O novo preço-alvo para os papéis foi fixado em R$ 6,50, abaixo dos R$ 10 projetados anteriormente. A revisão reflete os resultados do primeiro trimestre de 2026, uma expectativa de crescimento mais moderado das vendas nas mesmas lojas (SSS) e um cenário macroeconômico mais desafiador, marcado por juros elevados. O banco passou a projetar uma taxa Selic média de 13,5% ao ano em dezembro, acima da estimativa anterior de 12,9%.
Apesar do ajuste, os analistas avaliam que a empresa continua negociando a níveis atrativos. Atualmente, a Pague Menos é negociada a um múltiplo equivalente a oito vezes o lucro estimado para 2026, abaixo das dez vezes consideradas no cálculo do preço-alvo.
Segundo o relatório, a companhia reúne fatores que justificam uma reavaliação positiva por parte do mercado, como a evolução dos indicadores operacionais, a expansão consistente da margem Ebitda nos últimos dois anos e o aumento da liquidez de suas ações.
Crescimento mais moderado, mas rentabilidade preservada
As novas projeções do Safra apontam desaceleração no crescimento das vendas nas mesmas lojas. A estimativa para 2026 caiu de 16% para 11,6%, enquanto a previsão para 2027 foi reduzida de 9,6% para 9%.
Como consequência, as projeções de receita foram ajustadas para baixo em 3% para 2026 e em 2% para 2027. A expectativa para 2028 permaneceu inalterada.
Ainda segundo a reportagem, mesmo com a revisão, a perspectiva para rentabilidade segue praticamente intacta. O banco acredita que a melhora das condições comerciais e o avanço da margem bruta — que cresceu 72 pontos-base no primeiro trimestre de 2026 na comparação anual — devem compensar quase integralmente os efeitos da desaceleração das vendas e do ritmo mais acelerado de expansão da rede.

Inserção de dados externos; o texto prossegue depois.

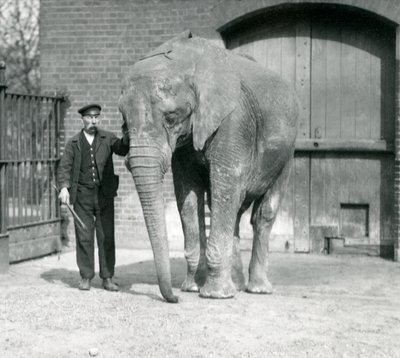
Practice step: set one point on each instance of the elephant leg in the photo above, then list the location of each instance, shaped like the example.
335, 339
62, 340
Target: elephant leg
263, 217
189, 191
225, 204
237, 264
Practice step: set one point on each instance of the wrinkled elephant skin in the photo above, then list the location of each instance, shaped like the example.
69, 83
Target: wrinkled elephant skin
227, 128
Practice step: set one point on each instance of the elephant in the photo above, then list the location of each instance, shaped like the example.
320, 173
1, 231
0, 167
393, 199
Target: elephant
227, 127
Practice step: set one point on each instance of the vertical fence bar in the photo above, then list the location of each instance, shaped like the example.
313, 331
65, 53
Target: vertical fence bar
3, 134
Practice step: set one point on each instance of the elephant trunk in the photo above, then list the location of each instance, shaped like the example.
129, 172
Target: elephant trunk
146, 165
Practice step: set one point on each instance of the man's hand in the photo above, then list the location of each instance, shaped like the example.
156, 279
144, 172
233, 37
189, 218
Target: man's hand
125, 139
64, 196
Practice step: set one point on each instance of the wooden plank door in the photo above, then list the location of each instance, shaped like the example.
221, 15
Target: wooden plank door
352, 101
343, 68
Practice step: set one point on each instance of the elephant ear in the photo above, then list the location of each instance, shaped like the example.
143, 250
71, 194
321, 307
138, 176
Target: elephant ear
217, 87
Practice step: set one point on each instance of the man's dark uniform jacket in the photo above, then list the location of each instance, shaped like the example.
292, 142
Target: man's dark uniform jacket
88, 173
106, 144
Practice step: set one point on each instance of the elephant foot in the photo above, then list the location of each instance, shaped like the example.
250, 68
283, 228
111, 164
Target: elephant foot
214, 288
201, 273
260, 286
237, 267
189, 285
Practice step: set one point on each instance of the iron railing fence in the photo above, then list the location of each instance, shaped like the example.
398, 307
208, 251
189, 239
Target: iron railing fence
29, 155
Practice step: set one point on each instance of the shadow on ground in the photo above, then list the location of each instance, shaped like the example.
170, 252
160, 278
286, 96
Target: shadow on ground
126, 276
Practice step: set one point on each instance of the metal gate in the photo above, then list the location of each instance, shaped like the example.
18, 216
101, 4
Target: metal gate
29, 155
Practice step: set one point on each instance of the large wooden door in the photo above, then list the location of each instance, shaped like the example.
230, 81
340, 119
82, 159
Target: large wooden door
343, 68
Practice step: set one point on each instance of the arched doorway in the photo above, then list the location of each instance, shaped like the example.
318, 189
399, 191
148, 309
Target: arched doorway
342, 64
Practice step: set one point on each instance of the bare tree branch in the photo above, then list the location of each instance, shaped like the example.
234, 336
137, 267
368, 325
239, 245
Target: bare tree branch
19, 39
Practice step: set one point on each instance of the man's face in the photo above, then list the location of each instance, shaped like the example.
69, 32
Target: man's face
91, 120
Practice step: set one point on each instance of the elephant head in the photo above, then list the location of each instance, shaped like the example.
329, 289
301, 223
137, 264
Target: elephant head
181, 91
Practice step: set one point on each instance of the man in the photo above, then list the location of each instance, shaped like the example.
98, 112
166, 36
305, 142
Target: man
86, 179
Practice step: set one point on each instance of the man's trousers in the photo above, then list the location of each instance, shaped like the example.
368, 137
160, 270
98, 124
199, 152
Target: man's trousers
97, 213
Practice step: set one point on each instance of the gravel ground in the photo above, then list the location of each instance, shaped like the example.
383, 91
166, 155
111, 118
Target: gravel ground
323, 306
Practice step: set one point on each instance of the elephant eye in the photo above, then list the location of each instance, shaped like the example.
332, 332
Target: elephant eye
170, 117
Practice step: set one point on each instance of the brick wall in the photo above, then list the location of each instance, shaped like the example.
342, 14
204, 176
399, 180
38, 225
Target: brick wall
86, 46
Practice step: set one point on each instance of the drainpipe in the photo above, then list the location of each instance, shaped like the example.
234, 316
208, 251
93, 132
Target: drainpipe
4, 241
397, 154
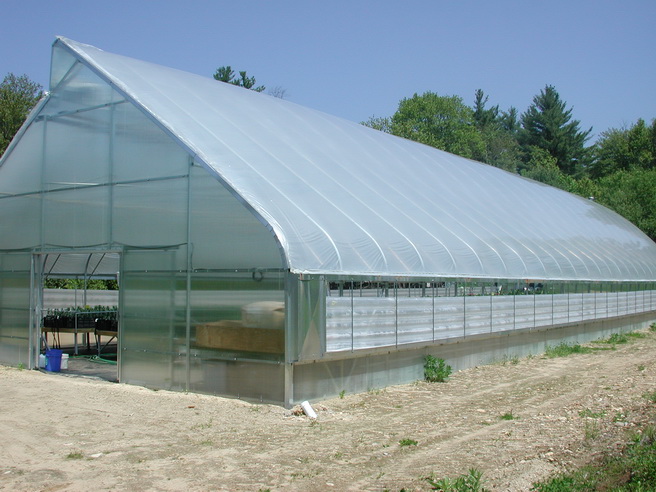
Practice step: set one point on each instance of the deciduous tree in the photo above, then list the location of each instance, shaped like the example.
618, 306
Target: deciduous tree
625, 149
444, 122
18, 95
227, 74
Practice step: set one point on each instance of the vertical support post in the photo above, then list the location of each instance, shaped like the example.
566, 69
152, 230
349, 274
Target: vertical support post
352, 318
396, 314
433, 295
189, 258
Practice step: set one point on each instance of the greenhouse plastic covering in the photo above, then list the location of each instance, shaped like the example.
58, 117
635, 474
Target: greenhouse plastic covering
343, 198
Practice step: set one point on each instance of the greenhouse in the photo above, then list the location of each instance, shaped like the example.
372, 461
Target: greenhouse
267, 251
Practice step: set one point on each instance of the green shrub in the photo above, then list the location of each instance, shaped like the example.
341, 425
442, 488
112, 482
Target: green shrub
470, 482
564, 349
436, 370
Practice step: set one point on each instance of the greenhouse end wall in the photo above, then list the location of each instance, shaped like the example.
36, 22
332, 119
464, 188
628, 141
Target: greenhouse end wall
93, 173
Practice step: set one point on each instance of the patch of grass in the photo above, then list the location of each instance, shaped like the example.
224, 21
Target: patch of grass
436, 370
616, 338
632, 470
590, 414
469, 482
564, 349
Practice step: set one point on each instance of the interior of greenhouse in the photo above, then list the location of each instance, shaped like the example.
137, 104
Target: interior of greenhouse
228, 242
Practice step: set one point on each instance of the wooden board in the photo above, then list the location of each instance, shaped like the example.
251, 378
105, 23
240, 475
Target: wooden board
232, 335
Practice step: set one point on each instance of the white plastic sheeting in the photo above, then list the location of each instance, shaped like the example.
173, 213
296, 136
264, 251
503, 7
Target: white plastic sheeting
343, 198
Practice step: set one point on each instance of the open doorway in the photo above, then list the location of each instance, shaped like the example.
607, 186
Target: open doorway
77, 313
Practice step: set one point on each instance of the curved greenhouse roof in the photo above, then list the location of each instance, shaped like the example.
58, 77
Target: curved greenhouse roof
343, 198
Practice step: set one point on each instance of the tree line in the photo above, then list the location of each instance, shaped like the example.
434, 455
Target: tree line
544, 143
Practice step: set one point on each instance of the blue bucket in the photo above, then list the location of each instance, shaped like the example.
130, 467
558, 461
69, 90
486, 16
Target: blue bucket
53, 360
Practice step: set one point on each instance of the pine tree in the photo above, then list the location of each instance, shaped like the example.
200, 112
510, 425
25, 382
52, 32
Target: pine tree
548, 125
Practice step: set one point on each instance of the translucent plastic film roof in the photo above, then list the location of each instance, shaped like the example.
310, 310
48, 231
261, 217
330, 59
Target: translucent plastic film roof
343, 198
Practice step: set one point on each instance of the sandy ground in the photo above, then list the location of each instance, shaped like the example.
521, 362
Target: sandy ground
66, 433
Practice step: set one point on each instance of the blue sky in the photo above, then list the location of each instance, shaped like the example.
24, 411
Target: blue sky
356, 59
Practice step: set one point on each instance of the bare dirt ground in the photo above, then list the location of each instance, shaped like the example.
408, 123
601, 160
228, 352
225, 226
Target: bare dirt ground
64, 433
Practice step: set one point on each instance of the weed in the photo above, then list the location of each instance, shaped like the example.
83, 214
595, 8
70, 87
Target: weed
590, 414
616, 338
470, 482
651, 396
202, 426
591, 430
436, 370
564, 349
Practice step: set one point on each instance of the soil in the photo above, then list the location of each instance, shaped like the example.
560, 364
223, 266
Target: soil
75, 433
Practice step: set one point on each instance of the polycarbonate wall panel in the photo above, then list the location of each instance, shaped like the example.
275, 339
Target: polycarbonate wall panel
21, 222
224, 233
21, 170
141, 149
14, 308
76, 218
372, 318
237, 334
151, 213
77, 149
152, 320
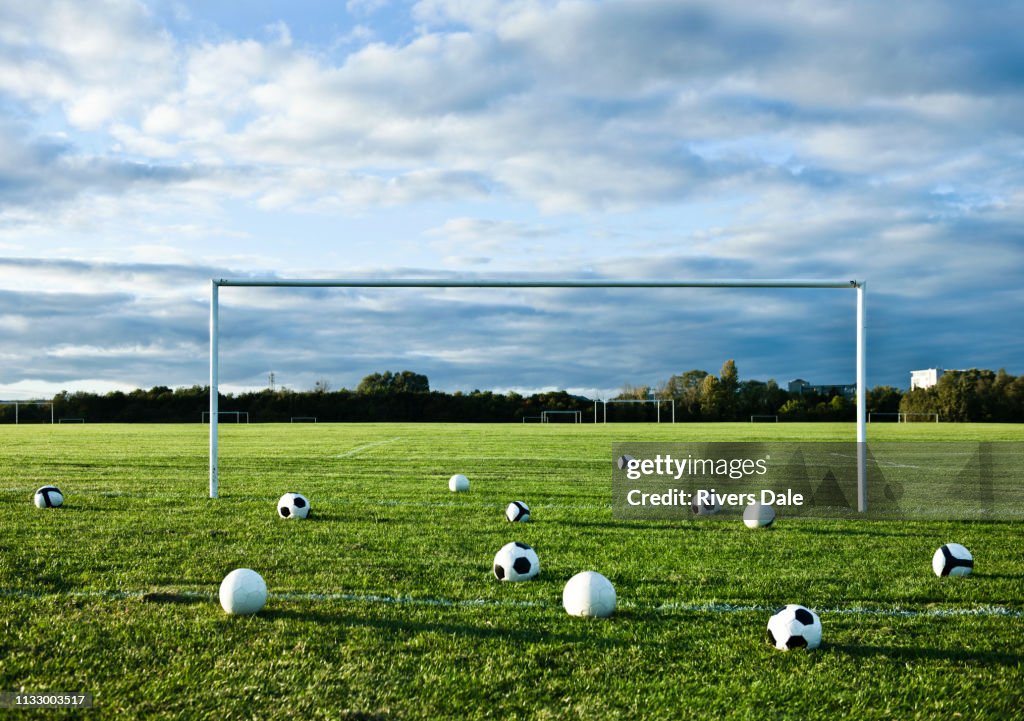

Com isso, a expectativa é de aumento de 40 pontos-base na margem Ebitda em 2026 frente ao ano anterior.
Já as projeções de lucro líquido foram mantidas para 2026. Para 2027, a estimativa foi reduzida em 8%, refletindo maiores despesas financeiras e um desempenho operacional mais moderado.
Mudanças na jornada de trabalho entram no radar
O relatório também avaliou os possíveis impactos da proposta de redução da jornada semanal de trabalho de 44 para 40 horas, prevista na PEC que extingue a escala 6×1 e que atualmente tramita no Senado Federal.
Segundo os analistas, a medida pode elevar as despesas de vendas da Pague Menos entre 4,1% e 11%. Parte desse efeito, no entanto, poderia ser compensada por reajustes de preços entre 1,9% e 4,4%.
Em um cenário extremo, sem repasse de custos ou ajustes operacionais, o impacto sobre o lucro líquido poderia variar entre 24% e 57%. Os analistas, porém, classificam essa hipótese como pouco provável.
Mesmo diante dos desafios macroeconômicos e regulatórios, o Safra entende que os avanços operacionais da companhia sustentam uma visão positiva para o desempenho da rede no médio prazo.